Mod.io

Mod.io streamlines cybersecurity management and refocuses on new feature development with Cloudflare

Founded in 2018, mod.io provides a white-label service that enables game developers to enhance user engagement by incorporating user-generated content and mods into their PC, console, or VR games. In just a few years, the company has grown tremendously. Today, mod.io supports 160 games on their platform, which generate around one billion API requests per month.

As the customer base has grown, the mod.io team has ramped up security for their own platform and all the games they support. “The quality and quantity of games coming onboard is accelerating,” says Greg Macsok, head of cloud and IT at mod.io. “We need to make sure that not only are those games always playable and online, but also that they’re protected with good, solid cybersecurity.”

The mod.io team relies on Cloudflare for critical cybersecurity services. “We turned on Cloudflare capabilities very early on,” says Macsok. “That’s evolved over the years now to almost 20 Cloudflare products and services, from load balancing and Zero Trust capabilities to Cloudflare Workers. We’ve brought on each product to help us improve performance or security in a specific area.”

Securing access to critical resources

Though mod.io began in Australia, the company’s workforce has expanded to Europe and the United States. To help ensure all employees can access resources quickly and securely with their laptops, mod.io uses Cloudflare Access — Cloudflare’s Zero Trust Network Access service.

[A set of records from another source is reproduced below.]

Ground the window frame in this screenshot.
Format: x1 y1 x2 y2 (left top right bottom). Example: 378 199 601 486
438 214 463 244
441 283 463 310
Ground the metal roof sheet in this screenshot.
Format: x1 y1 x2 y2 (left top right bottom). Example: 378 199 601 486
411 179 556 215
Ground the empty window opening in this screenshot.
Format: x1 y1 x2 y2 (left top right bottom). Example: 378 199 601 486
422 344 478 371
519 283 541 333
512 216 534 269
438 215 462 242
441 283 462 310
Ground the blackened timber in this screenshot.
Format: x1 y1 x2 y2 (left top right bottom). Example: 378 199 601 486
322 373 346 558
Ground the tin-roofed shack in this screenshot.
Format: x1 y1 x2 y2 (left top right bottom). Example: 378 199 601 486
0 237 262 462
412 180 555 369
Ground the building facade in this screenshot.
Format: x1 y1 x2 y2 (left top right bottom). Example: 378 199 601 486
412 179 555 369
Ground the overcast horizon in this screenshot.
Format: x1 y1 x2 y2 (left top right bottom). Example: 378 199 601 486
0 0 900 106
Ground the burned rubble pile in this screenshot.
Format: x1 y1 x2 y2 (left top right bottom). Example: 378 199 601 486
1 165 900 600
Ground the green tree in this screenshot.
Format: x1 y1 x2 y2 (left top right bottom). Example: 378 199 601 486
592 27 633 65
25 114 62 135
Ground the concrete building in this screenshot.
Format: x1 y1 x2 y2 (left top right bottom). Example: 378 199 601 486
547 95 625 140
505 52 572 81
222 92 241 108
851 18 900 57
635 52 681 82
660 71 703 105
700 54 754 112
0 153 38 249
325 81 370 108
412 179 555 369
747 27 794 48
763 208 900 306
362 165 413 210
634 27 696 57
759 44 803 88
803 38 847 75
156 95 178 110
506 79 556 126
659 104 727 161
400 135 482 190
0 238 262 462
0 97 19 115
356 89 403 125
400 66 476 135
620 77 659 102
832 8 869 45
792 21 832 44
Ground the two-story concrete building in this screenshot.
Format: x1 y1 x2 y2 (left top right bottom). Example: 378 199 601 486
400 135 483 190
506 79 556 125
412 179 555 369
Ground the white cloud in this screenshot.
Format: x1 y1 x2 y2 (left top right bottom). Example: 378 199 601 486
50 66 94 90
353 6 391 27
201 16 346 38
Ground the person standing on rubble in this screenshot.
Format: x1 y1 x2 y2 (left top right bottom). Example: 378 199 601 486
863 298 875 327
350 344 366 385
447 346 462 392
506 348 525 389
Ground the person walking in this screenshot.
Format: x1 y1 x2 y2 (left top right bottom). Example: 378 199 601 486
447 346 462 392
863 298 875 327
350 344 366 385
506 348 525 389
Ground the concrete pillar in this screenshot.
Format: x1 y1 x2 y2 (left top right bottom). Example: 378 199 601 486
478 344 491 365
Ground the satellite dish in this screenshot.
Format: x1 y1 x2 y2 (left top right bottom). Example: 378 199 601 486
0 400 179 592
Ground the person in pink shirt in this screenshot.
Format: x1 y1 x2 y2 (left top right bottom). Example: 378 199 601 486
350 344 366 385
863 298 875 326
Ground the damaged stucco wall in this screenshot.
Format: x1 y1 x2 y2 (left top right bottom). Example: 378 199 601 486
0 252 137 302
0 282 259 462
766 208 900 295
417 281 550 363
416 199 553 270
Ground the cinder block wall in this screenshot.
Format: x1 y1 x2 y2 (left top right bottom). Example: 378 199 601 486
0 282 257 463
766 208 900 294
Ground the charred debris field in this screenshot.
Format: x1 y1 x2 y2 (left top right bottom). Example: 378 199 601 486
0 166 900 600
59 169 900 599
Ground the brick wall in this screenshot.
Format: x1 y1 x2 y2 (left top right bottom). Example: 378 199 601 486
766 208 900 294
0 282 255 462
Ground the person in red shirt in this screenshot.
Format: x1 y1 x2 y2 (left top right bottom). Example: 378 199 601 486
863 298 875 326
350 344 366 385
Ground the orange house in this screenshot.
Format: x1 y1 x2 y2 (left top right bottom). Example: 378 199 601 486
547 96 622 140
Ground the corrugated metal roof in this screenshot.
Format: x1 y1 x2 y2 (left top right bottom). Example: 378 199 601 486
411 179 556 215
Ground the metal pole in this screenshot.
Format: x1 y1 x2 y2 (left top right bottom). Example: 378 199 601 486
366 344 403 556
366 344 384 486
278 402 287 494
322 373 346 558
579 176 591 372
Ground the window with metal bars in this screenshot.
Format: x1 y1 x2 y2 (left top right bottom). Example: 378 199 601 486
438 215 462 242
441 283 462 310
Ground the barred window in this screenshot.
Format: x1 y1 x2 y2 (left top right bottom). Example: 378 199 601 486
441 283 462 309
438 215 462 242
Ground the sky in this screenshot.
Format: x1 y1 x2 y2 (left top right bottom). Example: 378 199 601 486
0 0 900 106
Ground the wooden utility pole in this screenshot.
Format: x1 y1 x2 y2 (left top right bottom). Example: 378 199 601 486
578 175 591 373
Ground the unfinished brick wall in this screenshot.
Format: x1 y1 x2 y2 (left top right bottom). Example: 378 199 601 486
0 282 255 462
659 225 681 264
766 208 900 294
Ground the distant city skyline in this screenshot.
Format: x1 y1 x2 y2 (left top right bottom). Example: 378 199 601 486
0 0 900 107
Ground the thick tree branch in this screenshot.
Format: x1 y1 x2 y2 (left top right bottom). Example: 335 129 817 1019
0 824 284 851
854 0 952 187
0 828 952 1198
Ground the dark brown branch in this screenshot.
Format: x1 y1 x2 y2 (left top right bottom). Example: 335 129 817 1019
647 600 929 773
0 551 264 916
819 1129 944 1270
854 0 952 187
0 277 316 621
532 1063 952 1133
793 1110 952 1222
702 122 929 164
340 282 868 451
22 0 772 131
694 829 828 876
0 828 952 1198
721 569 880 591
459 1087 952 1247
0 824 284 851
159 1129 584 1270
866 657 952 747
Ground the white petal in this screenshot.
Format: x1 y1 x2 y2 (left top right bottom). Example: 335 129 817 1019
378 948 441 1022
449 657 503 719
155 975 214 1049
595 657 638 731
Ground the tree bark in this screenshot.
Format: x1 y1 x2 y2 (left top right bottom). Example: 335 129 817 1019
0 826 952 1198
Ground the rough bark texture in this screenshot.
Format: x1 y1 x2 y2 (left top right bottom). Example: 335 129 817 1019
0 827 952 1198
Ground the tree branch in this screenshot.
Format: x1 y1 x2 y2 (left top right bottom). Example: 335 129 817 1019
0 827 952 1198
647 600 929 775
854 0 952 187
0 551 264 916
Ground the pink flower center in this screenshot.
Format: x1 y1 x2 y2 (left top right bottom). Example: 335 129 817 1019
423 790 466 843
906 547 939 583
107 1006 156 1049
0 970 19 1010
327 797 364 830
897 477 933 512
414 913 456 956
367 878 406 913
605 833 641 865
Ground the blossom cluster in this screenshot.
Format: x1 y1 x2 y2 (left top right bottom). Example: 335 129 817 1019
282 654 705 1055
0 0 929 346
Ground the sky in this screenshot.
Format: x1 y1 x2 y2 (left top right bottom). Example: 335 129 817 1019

“Cloudflare Access allows us to provide secure access to our testing and development environments from anywhere,” says Macsok. “It also enables us to use third-party endpoint protection tools to ensure those laptops are secure. Once we know the devices are secure, users can reach out to the Internet and to our network.”

Protecting the network while reducing infrastructure strain

Mod.io began using the rate limiting functionality of the Cloudflare Web Application Firewall (WAF) to protect the network from malicious requests. “We know we’re sending only legitimate traffic and requests to our origin servers,” says Macsok.

Rate limiting also reduces the load on backend servers. “When you’re talking about a billion API requests per month, tracking individual users and API keys can require serious resources,” says Macsok. “Now we can do that work at the edge, which takes a significant amount of load and compute off our backend systems.”

Streamlining security management

The Cloudflare platform makes it easy for the mod.io team to manage numerous security capabilities without in-depth technical expertise. “The Cloudflare dashboard abstracts the technical knowledge away from the end user,” says Macsok. “When I want to configure a new firewall rule, I don’t need to know a programming language.”

The team can employ rich capabilities without excessive time, effort, or cost. “It takes away the complexity of us building complicated rate limiting systems in our infrastructure,” says Macsok. “That helps us avoid cost and allows us to build our product faster.”

Refocusing on product development and speeding time to market

The ease of using Cloudflare for security enables mod.io team members to concentrate on building new products. “By using Cloudflare services, we’re saving between 60 and 70% of the effort we would normally spend on cybersecurity,” says Macsok. “That allows us to focus on product development. We’re delivering new features to customers faster — and then moving onto the next customer request.”

Improving content delivery while avoiding egress fees

Mod.io has been capitalizing on the robust performance of Cloudflare’s content delivery network (CDN) for some time. More recently, the company started using Cloudflare Workers to support content delivery. Workers enables the team to localize assets and website text for global users. “We can make sure a German user receives German assets,” says Macsok.

The company also moved their object storage to Cloudflare R2 to improve the economics of storing assets in the cloud. “We’ve been able to cut out the egress costs associated with pulling assets from a third-party cloud provider,” says Macsok. “We now have much more predictable spending.”

Looking ahead to a secure future with Cloudflare

As the mod.io team plans for the future, they are exploring ways to protect external cloud environments while further simplifying their security stack. They have no doubt that continuing their work with Cloudflare will be the best way forward.

“We’ve had a very successful relationship with Cloudflare. In almost 20 years, we’ve never had a security breach,” says Macsok. “We have a security-first philosophy internally. So, we plan to work extremely hard with Cloudflare to make sure our excellent track record continues.”